The impact of climate change disasters extends beyond the environment. Climate change also has humanitarian and social consequences with thirteen out of 20 countries worldwide that are considered most vulnerable to climate change witnessing an inter-agency humanitarian appeal in 2019. Such consequences are often overlooked.

While climate change may not be the only driver behind the emergence and worsening of these humanitarian and social issues, its effect is significant and will increase over time.

Humanitarian crises are complex, protracted, rising and are difficult to manage. This has rendered humanitarian aid and development assistance alone insufficient. Recent research shows that the funding gap for humanitarian needs has increased approximately 3.5 fold between 2009 and 2019 to reach a gap of approximately USD 14 billion. This equates to 46% of all funding needs uncovered.

The current COVID-19 pandemic is expected to further worsen the situation by adding 20% to the world’s humanitarian bill. For instance, the World Bank Group has launched emergency support and are expecting to deploy up to USD 160 billion over the coming 15 months to support countries, including protecting the poor and vulnerable.

Rightly, the acute and complex nature of humanitarian crises has resulted in the majority of funding being directed towards responding to immediate life-saving requirements. Thus, insufficient resources are being directed to prevention, resilience and recovery that could provide long-term support for communities in need, strengthen local markets and build self-reliance.

The gap in humanitarian aid calls for alternative sources of capital, specifically in moving from funding to financing and hence involvement from investors.
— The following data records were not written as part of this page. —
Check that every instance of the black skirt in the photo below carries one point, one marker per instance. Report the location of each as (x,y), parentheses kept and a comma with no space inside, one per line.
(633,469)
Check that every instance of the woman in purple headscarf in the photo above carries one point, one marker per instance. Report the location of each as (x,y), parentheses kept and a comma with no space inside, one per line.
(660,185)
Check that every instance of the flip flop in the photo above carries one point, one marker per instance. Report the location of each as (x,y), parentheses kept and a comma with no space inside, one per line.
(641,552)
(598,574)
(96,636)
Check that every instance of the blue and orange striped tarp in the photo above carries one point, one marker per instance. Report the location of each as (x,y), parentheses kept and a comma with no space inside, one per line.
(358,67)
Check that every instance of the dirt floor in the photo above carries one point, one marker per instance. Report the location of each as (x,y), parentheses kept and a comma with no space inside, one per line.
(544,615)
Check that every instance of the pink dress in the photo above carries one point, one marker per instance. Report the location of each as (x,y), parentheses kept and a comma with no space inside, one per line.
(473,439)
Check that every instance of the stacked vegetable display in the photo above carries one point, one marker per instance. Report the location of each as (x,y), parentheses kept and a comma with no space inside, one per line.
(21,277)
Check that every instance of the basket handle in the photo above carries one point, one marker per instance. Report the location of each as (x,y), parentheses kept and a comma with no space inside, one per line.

Investor involvement in financing areas affected by fragility and crises is important in achieving the SDGs.

Despite the fact that demand for impact investment is growing, there is a mismatch between investor demand and the availability of investable opportunities. The difficulty in expanding investment opportunities in humanitarian settings is that these often have the least attractive investments, are highest in risk and have high transaction costs. Further, humanitarian and development organisations have little understanding of what investors requirements are.

Such constraints have exacerbated the low prospects that call for better levels of partnerships between impact investors, humanitarian and development organisations. One possible form of partnership revolves around job and services creation to help increase income levels for vulnerable communities and help them meet their needs.

These partnerships will also contribute to creating trust and stability by building better functioning markets and trading relationships that are sustainable, inclusive and operate with integrity.

Another form of partnership revolves around the activation of stakeholders such as donors, development institutions and humanitarian organisations to act as a catalyst to develop an investable opportunities pipeline to enable the de-risking of capital.